In Praktika bei einem Bäcker und in einem Drogeriemarkt habe ich gelernt, wie „draußen“ gearbeitet wird. Mein letztes Praktikum fand in einem Lebensmittelgeschäft statt, das mir spontan einen Arbeitsvertrag angeboten hat.

Da meine Freundin Anne und ich nach der Ausbildung zurück nach Thüringen gehen wollten, habe ich das Angebot abgelehnt, gefreut habe ich mich trotzdem.

Der Weg aus der Sackgasse

„Ein nicht ausreichend diagnostiziertes Schädel-Hirntrauma mit leichten, für die Umgebung nicht sichtbaren Störungen der Hirnfunktion (kognitiven Fähigkeiten) ist häufig der Beginn einer Abwärtsspirale“, sagt Dr. Achim Nolte, Chefarzt in der Helios Klinik Geesthacht. „Durch die Einschränkung der kognitiven Fähigkeiten wird die berufliche Laufbahn unterbrochen. Wie bei Markus Fischer folgt oft der Verlust von Ausbildungs- oder Arbeitsplatz. Der normale Alltag wird zur Überforderung, das Selbstwertgefühl sinkt, Depressionen,

Alkohol- und Drogenmissbrauch sind nicht selten die Folge. Allein hat man kaum eine Möglichkeit, diesem Teufelskreis zu entfliehen.

Nach einem Schädel-Hirn-Trauma ist daher grundsätzlich professionelle Hilfe notwendig.

Bei der neurologischen Rehabilitation werden die kognitiven Fähigkeiten genau geprüft und Stück für Stück wieder aufgebaut. Hirnleistungstraining nach neuropsycholo­gischen Tests, individuelle Arbeitserprobung und ein ausgereiftes pädagogisches Konzept bereiten den Rehabilitanden auf seine Integration in den Arbeitsprozess vor.

Der wertschätzende Umgang mit dem Betroffenen ist genau so wichtig wie eine detaillierte Festlegung und konsequente Verfolgung der Reha-Ziele, und die Vernetzung mit kompetenten Netzwerkpartnern“, fasst Dr. Nolte die Erfolgsfaktoren zusammen.

Das Zusammenspiel mit dem Bugen­hagen Berufsbildungswerk (BBW)

Der Übergang von der medizinischen zur beruflichen Rehabilitation verläuft eng verzahnt und wird durch regelmäßige Berufskonferenzen und durch viele Telefonate zwischen Geesthacht und Timmendorfer Strand begleitet.

Die meisten Rehabilitanden verbringen ihre ersten Stunden im Berufsbildungswerk mit Assessmentverfahren, in denen geprüft wird, wo die beruflichen Fähigkeiten und Neigungen liegen.

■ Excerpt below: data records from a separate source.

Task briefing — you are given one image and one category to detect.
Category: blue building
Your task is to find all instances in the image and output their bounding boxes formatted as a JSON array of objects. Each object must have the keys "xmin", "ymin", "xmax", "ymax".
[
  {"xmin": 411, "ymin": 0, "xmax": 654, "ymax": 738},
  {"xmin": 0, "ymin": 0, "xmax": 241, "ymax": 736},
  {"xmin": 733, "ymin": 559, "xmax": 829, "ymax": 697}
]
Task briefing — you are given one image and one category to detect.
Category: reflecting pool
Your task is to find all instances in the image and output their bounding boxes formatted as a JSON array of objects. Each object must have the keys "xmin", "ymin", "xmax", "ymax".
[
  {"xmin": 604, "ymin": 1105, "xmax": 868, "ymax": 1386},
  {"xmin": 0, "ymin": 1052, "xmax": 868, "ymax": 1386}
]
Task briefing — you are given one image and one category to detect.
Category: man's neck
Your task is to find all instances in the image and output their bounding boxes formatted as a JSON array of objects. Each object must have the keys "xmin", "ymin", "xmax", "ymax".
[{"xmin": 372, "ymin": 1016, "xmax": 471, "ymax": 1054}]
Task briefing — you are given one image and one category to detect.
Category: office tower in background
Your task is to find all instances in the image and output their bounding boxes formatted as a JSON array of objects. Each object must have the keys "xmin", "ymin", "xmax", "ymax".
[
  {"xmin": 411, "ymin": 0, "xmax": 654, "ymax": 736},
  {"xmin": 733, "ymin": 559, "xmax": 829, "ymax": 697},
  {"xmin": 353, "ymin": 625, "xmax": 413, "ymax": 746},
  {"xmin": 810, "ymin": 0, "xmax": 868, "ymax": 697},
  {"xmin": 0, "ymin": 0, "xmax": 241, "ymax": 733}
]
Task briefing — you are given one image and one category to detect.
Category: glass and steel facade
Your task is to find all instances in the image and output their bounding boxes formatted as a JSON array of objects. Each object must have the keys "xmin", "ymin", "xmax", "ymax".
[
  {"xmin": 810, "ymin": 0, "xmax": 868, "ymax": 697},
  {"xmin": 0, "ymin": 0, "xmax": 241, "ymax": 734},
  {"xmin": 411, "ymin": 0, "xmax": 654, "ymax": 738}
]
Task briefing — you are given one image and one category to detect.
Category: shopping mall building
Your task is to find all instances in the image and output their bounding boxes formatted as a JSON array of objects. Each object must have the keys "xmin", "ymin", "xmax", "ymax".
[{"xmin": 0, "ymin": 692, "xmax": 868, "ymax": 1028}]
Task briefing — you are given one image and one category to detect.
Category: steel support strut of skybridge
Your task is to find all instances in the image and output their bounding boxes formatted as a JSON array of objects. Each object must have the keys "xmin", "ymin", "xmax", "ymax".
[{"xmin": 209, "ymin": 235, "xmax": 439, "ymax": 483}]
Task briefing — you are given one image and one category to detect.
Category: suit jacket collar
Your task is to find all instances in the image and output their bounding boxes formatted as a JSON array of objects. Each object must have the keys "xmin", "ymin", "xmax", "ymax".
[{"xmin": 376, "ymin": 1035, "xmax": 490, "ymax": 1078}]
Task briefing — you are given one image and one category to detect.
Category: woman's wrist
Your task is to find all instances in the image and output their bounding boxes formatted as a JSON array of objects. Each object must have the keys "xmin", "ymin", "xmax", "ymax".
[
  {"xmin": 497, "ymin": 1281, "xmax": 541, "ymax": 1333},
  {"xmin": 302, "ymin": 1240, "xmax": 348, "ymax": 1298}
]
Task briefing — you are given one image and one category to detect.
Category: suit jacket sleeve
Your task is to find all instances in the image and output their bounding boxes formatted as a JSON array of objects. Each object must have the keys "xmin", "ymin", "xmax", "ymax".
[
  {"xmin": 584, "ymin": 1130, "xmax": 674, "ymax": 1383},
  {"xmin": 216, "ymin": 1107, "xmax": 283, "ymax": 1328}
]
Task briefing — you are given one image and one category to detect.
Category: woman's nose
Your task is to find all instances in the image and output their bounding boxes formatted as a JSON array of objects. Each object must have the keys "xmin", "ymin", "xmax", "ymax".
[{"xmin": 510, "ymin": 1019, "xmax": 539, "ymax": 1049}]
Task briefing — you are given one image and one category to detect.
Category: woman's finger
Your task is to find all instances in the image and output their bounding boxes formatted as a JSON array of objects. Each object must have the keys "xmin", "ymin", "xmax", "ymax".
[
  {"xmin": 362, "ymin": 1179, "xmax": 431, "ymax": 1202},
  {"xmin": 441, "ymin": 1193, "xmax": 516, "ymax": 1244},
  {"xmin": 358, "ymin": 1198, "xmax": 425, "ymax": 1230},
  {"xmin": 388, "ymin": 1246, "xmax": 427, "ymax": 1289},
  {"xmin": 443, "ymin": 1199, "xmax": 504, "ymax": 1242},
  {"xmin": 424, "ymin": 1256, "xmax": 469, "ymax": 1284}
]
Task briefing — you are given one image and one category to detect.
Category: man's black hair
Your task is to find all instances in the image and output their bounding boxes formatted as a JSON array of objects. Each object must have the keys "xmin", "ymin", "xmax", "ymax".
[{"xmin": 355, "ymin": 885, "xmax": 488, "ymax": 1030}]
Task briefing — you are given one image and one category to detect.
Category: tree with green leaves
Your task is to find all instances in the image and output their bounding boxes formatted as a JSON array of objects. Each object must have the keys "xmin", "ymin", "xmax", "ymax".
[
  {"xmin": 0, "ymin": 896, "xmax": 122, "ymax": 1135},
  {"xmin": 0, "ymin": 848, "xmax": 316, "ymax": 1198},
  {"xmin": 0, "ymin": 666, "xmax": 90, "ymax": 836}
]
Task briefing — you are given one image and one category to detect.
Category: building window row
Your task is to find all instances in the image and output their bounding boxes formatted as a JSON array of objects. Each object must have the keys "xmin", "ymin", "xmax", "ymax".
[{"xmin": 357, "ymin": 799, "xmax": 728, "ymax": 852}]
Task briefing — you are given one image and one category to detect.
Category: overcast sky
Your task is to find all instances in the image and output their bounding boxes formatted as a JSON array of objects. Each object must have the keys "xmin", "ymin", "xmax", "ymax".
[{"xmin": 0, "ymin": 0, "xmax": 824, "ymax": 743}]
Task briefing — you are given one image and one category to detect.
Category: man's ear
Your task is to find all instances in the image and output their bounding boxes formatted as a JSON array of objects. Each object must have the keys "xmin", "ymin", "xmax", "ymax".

Daran schließt sich eine mehr oder weniger lange Periode der Arbeits- bzw. Belastungserprobung an. Einen 8-Stunden-Tag durchzuhalten, ist ein wichtiges Ziel der Arbeitserprobung. Genauso wichtig ist die Entwicklung einer realistischen Berufspers­pektive.

Im BBW können die Rehabilitanden unter 30 Berufen auswählen. Fällt die Wahl auf einen Beruf, in dem das BBW nicht ausbildet, wird gemeinsam nach einem geeigneten Ausbildungsplatz gesucht.

„Wir verfügen über eine mehr als 30-jährige Erfahrung in der Berufsausbildung,“ sagt Friederike Hellwig-Siegeris, Psychologin im BBW. „Mit dieser Erfahrung stehen wir den jungen Menschen bei Ihrer Berufswahl beratend zur Seite. Ab und zu ist die Wahl, die dann getroffen wird, auch für uns eine Zitterpartie - denn ein frühes Scheitern würde die jungen Menschen wieder zurück werfen. Aber wir finden fast immer einen guten Weg – so wie bei Markus Fischer.“

Auch im BBW stehen die Auszubildenden zu jeder Zeit im Mittelpunkt des Denkens und Handelns. Die eigentliche Ausbildung wird von individuellen Förderplänen flankiert, in denen gemeinsam mit den Auszubildenden Ziele vereinbart werden, die die persönlichen und sozialen Kompetenzen stärken.